We present the root mean squared errors (RSME) of our TDOA method (black) compare it with the method of Ramachandran et al. 2005 (red). Samples taken on a grid ware represented by full lines, whereas dashed lines denote samples that were taken from random coordinates in the simulated region. Our method is superior when the expansion occurred slowly or when it finished some time in the past; but the method perform very similar for recent, fast expansions.

Figure 7. Identifying complex patterns of migration

We simulated data on a S-shaped habitat with two impermeable barriers (Panel A) The darkness of the shading is proportional to the arrival time of the expansion, which began in deme (20,20). Black circles correspond to locations sampled. In Panel B we show the inferred pairwise directionality, with all edges remaining after thinning the graph shown in grey, and a maximum spanning tree in red. We also show the inferred ordering of the samples as a color gradient of the samples from light (closest to origin) to dark. The barriers can be identified from panel B by the absence of any indication of gene flow across the barriers and by examining the ordering of the samples.

Figure 8. Detecting multiple origins

Panel a: We simulated two expansions that originated at the same time from origins indicated by the blue crosses. The color gradient in the background corresponds to the time of colonization time of each deme. We address the problem of inferring the origin of multiple expansions using a two-step procedure. First, we cluster the samples into discrete clusters (red and black circles, respectively) and then estimate the expansion signal and origins independently for the clusters, resulting in high accuracy for both estimated origins (green X) when compared to the actual origins (blue +). The grey triangle denotes the estimated single origin if we did not do the two step procedure; it lies approximately half way between the two actual origins. The right panel shows the inferred migration patterns after a transitive reduction (grey/red arrows) and a maximum spanning tree (red arrows).

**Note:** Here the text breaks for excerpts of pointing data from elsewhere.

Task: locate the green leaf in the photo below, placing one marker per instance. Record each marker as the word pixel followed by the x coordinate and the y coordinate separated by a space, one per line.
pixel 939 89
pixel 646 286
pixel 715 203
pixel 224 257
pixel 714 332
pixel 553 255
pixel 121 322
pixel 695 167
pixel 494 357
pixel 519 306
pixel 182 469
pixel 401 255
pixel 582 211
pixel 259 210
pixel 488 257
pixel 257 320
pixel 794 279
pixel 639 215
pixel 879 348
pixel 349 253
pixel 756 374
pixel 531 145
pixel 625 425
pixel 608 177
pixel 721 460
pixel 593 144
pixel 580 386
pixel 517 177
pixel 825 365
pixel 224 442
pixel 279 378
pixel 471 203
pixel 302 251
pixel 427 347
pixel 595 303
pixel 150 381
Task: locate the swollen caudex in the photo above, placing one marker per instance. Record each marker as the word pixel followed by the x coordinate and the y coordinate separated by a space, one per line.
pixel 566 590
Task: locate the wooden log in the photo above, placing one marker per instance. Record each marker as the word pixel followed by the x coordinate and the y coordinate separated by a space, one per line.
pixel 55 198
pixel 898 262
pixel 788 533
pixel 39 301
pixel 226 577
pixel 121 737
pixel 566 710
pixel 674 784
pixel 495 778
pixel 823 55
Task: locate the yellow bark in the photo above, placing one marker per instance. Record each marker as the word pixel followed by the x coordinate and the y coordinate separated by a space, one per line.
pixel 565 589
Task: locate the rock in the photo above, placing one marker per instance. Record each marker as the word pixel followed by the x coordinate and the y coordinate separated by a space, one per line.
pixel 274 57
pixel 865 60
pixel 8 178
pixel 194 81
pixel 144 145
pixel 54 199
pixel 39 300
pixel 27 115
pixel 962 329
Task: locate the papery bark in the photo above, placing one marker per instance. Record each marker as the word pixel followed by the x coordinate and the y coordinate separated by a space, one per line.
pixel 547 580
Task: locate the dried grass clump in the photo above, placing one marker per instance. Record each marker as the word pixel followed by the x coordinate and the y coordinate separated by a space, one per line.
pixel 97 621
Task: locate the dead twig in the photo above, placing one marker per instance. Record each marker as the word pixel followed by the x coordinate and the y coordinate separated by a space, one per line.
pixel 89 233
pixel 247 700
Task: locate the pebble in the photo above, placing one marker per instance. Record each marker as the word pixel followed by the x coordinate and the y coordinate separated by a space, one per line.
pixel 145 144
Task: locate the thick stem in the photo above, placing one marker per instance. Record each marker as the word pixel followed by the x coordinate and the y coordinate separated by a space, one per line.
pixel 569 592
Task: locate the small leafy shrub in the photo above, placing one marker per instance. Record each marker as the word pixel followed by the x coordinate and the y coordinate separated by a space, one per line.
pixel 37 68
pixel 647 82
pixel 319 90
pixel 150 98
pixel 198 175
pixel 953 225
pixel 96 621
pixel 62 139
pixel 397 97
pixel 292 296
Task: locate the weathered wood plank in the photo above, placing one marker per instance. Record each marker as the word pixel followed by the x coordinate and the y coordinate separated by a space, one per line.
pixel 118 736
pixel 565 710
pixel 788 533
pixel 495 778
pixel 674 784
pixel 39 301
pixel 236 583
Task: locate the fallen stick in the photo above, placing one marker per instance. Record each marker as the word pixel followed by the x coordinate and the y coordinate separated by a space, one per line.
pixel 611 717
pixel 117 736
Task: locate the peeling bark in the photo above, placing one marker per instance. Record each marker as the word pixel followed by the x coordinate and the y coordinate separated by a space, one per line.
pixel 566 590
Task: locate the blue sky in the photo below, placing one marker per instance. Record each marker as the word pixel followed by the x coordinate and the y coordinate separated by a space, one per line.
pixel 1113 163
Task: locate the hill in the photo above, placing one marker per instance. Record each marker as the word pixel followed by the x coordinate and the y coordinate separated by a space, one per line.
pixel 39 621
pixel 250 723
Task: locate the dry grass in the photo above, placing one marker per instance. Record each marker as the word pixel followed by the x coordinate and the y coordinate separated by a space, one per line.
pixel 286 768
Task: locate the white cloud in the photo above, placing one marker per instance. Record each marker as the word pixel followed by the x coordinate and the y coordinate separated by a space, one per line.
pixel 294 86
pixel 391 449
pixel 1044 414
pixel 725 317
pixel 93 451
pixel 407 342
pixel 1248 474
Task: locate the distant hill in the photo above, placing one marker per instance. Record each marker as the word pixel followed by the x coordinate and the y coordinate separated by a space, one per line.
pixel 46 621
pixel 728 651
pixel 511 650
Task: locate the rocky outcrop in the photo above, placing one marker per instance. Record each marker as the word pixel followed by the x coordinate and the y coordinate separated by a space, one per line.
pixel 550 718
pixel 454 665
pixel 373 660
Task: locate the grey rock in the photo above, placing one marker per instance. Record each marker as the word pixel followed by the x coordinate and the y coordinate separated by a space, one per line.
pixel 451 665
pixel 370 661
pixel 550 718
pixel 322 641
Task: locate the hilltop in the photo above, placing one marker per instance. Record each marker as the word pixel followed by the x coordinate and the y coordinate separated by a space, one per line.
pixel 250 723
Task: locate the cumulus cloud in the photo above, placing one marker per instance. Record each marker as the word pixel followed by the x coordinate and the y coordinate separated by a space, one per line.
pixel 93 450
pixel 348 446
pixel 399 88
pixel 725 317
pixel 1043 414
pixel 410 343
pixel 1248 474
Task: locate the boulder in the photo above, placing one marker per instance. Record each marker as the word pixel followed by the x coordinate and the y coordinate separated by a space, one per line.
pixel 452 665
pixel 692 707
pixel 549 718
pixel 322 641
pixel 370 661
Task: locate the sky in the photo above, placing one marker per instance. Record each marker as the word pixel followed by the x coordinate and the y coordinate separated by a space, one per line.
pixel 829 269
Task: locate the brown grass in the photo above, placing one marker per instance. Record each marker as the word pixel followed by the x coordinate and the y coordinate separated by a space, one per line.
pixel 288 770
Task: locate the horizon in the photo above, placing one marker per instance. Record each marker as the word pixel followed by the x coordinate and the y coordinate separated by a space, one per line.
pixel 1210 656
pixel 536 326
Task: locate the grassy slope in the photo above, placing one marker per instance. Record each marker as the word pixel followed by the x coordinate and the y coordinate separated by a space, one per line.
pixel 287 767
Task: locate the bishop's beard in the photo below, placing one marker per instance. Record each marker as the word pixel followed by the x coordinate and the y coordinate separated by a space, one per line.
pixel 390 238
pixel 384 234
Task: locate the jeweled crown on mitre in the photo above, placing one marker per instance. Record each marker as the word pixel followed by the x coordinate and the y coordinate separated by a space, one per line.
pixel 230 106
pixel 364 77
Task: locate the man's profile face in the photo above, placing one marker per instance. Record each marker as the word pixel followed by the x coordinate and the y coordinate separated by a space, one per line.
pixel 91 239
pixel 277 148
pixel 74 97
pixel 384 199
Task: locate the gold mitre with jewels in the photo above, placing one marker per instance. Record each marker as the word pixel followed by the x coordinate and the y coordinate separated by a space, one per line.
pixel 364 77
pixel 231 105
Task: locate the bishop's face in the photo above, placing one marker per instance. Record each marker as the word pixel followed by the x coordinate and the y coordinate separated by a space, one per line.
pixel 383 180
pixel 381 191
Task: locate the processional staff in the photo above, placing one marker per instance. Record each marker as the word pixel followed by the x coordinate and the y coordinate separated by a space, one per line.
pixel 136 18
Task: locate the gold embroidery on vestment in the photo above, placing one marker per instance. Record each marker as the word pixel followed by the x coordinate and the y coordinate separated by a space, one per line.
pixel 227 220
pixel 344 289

Figure 9. Inference of human migration routes

The figure shows a visual representation of the pairwise directionality indices between human populations in HGDP and HapMap. Each line corresponds to the pairwise ψ statistic, with thicker and brighter lines corresponding to higher values. Grey and red lines denote eastward and westward migration, respectively. Lines with an absolute Z-score below 5 were omitted.